Once they have it, add it to .env along with the opt-out flag:
grep -q '^NANOCLAW_NATIVE_CREDENTIALS=' .env && sed -i.bak 's/^NANOCLAW_NATIVE_CREDENTIALS=.*/NANOCLAW_NATIVE_CREDENTIALS=true/' .env && rm -f .env.bak || echo 'NANOCLAW_NATIVE_CREDENTIALS=true' >> .env
echo 'CLAUDE_CODE_OAUTH_TOKEN=<token>' >> .env
ANTHROPIC_AUTH_TOKEN is also accepted as an alternative to CLAUDE_CODE_OAUTH_TOKEN.
Tell the user to get an API key from https://console.anthropic.com/settings/keys if they don't have one, then:
grep -q '^NANOCLAW_NATIVE_CREDENTIALS=' .env && sed -i.bak 's/^NANOCLAW_NATIVE_CREDENTIALS=.*/NANOCLAW_NATIVE_CREDENTIALS=true/' .env && rm -f .env.bak || echo 'NANOCLAW_NATIVE_CREDENTIALS=true' >> .env
echo 'ANTHROPIC_API_KEY=<key>' >> .env
For a custom API endpoint, add ANTHROPIC_BASE_URL=<url> to .env (it is forwarded into the container when present; defaults to https://api.anthropic.com).
Run from your NanoClaw project root:
source setup/lib/install-slug.sh
launchctl kickstart -k gui/$(id -u)/$(launchd_label) # macOS
# Linux: systemctl --user restart $(systemd_unit)
# WSL/manual: stop and re-run bash start-nanoclaw.sh
Send a test message in a registered chat and confirm the agent responds. If the container starts and the agent answers, the credential is reaching the API.
Container fails to spawn with "no Anthropic credential found in .env": NANOCLAW_NATIVE_CREDENTIALS=true is set but none of ANTHROPIC_API_KEY, ANTHROPIC_AUTH_TOKEN, or CLAUDE_CODE_OAUTH_TOKEN is present in .env. Add one.
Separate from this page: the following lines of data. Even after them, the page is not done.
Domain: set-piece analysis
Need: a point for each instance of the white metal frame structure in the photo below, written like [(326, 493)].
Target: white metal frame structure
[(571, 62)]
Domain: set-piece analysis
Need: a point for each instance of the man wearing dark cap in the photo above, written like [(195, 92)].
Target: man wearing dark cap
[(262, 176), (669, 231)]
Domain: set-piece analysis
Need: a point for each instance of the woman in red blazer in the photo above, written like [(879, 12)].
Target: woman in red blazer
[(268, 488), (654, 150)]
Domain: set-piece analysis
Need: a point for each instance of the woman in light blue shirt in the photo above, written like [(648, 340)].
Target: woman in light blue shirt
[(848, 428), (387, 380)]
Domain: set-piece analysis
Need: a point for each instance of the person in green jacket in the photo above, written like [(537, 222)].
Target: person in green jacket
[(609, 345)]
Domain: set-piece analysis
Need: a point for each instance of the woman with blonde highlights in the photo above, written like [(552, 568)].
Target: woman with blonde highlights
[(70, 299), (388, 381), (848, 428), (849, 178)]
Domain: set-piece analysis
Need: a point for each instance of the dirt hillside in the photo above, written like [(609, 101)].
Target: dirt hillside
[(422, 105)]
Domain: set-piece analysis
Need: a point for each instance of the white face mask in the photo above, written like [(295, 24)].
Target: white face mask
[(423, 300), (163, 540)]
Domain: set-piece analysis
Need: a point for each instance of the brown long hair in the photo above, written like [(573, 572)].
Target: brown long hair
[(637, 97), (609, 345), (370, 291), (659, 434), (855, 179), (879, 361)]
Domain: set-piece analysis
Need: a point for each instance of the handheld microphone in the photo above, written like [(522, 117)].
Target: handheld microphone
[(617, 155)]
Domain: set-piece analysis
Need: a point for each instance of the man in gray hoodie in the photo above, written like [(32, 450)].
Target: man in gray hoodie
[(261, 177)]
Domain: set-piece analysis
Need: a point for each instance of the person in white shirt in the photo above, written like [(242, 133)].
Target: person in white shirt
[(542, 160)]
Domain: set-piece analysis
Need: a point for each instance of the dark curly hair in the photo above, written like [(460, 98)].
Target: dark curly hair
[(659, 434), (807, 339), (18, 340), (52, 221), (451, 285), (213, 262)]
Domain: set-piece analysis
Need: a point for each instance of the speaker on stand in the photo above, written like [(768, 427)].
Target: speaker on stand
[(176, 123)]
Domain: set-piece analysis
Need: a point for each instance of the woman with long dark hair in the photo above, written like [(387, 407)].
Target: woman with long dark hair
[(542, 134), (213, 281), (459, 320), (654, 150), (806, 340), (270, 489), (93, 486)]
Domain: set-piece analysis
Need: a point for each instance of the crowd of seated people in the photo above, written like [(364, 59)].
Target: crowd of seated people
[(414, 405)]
401 errors from the API: The credential in .env is invalid or expired. For a subscription token, re-run claude setup-token and update CLAUDE_CODE_OAUTH_TOKEN. For an API key, check it at console.anthropic.com.
Agent still goes through OneCLI: Confirm NANOCLAW_NATIVE_CREDENTIALS=true is in .env and the service was restarted. With the flag unset, nativeCredentialEnvArgs() is a no-op and the OneCLI gateway remains the credential source.
See REMOVE.md — it deletes the copied files, removes the reach-in and import, strips the .env keys, and restarts.